Following a 25 basis points repo rate cut by the Reserve Bank of India (RBI) last week, State Bank of India (SBI) announced on Friday a 5 bps reduction in home loan rates for home loans up to ₹30 lakh. However, the bank has not revised the marginal cost of funds-based lending rate (MCLR). While this will benefit new borrowers, existing borrowers are still waiting for RBI’s rate cut transmission.
Most banks typically charge a spread over MCLR, and the applicable rate of interest to a home loan borrower is MCLR plus the spread. According to a PTI report, SBI chairman Rajnish Kumar had on Friday said that reduction in deposit rates will be required to cut the overall lending rates under the MCLR system. For effecting a rate cut in home loans, the bank will either have to decrease its one-year MCLR or go for a cut in its spread over MCLR for the product, he had said.
As per the MCLR rates published on SBI website, one-year MCLR effective 10 February continues to be at 8.55% and has not been revised.
In effect, SBI’s announcement of reducing home loan rates will be implemented by a reduction in spread on the loans, and not by a revision in MCLR, that too for home loans up to ₹30 lakh.
So why haven’t MCLR rates been cut? The MCLR calculation takes into account the interest rate that the bank offers on its deposits. To reduce MCLR, banks first need to reduce the deposit rates. However, banks are currently reluctant or unable to reduce deposit rates as they need to gather more deposits to fund rising demand of credit. At present, the growth in deposits is around 9% while growth in credit is around 14%. Read more on this here.
The home loan rate, according to your loan agreement with the bank, states the rate charged as MCLR plus spread. Accordingly, the spread, which ranges between 20 and 50 bps for SBI home loans up to ₹30 lakh, remains constant through the tenure of the loan. So existing borrowers will not see the benefit of the latest 5 bps cut in spread, and their home loans will continue at the present applicable rates.
The benefit of the 5ps cut will only go to new borrowers taking a home loan of up to ₹30 lakh from SBI after 8 February. Those taking a home loan of above ₹30 lakh will continue to pay the existing rate of MCLR plus spread.
Existing borrowers see a change in their interest rates only when the MCLR changes. Even after the change in MCLR, the change is reflected in your home loan rate from the reset date of your loan. Typically, home loan rates are reset every year and the existing MCLR at the time of your reset is used as the MCLR for your home loan for the next one year.
Following SBI, other banks too could reduce interest rates on loans.
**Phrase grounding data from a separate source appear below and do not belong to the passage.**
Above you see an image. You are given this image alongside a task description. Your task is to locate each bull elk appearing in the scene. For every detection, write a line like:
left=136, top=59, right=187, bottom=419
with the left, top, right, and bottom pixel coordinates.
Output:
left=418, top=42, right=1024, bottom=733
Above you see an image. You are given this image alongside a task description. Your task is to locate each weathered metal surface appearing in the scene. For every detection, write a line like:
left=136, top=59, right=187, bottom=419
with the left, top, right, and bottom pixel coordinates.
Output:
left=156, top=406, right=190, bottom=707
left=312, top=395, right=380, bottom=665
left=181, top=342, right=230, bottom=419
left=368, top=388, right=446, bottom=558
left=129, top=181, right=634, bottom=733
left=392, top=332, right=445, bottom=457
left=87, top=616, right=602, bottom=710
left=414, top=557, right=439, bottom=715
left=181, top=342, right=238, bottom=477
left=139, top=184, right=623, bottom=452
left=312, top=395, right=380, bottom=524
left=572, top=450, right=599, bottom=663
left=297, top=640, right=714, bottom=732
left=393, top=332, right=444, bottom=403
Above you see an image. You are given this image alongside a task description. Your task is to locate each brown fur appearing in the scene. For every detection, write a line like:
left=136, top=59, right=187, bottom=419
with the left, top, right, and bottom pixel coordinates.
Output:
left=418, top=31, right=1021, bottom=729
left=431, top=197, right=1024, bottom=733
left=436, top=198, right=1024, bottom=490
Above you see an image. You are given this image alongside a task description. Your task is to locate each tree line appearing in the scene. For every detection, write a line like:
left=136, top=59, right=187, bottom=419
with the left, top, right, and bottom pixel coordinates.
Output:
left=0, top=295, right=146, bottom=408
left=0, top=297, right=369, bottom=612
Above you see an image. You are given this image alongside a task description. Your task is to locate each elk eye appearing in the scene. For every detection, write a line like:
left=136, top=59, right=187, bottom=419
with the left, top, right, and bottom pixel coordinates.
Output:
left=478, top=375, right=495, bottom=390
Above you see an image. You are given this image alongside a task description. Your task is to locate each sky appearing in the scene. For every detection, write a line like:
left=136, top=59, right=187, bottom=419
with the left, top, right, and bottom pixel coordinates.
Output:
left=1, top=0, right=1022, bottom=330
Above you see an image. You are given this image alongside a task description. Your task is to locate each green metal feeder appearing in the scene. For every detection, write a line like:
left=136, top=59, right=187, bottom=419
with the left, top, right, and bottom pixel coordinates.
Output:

Eventually, with RBI reducing rates further, banks could also cut deposit rates and hence MCLR-linked lending rates may also go down.
So should you wait for your bank to reduce the rates and pass on the benefits or should you switch to another bank offering a lower rate?
RBI had in December 2018 said that all new floating rate loans from April 2019 will have to be linked with an external benchmark. Though the final guidelines for the same have not come out yet, it is advisable to wait till April to see how the external benchmarking of loans firms up.
“I do not suggest reading too much on a reduction of 5 bps. This should not make anyone think of switching their loan to another bank. Only if the difference in the existing and new rate is significant should a person do a cost benefit analysis to arrive at a conclusion of whether to switch their loan or not,” said Prakash Praharaj, founder Max Secure Financial Planners.
Moreover, he said, many people having a home loan on the older base rate system have not switched to MCLR-linked loans because the switch is not easy, especially in banks like SBI where the rates are competitive.
Do not decide on switching a home loan only for a 5 bps reduction in rate. The recent 25 bps cut by RBI is expected to be followed up with another rate cut in FY20 which could lead to sharper reduction in rates being offered by banks. Also, wait for more clarity on the external benchmarking of loans, which could make loan pricing more transparent.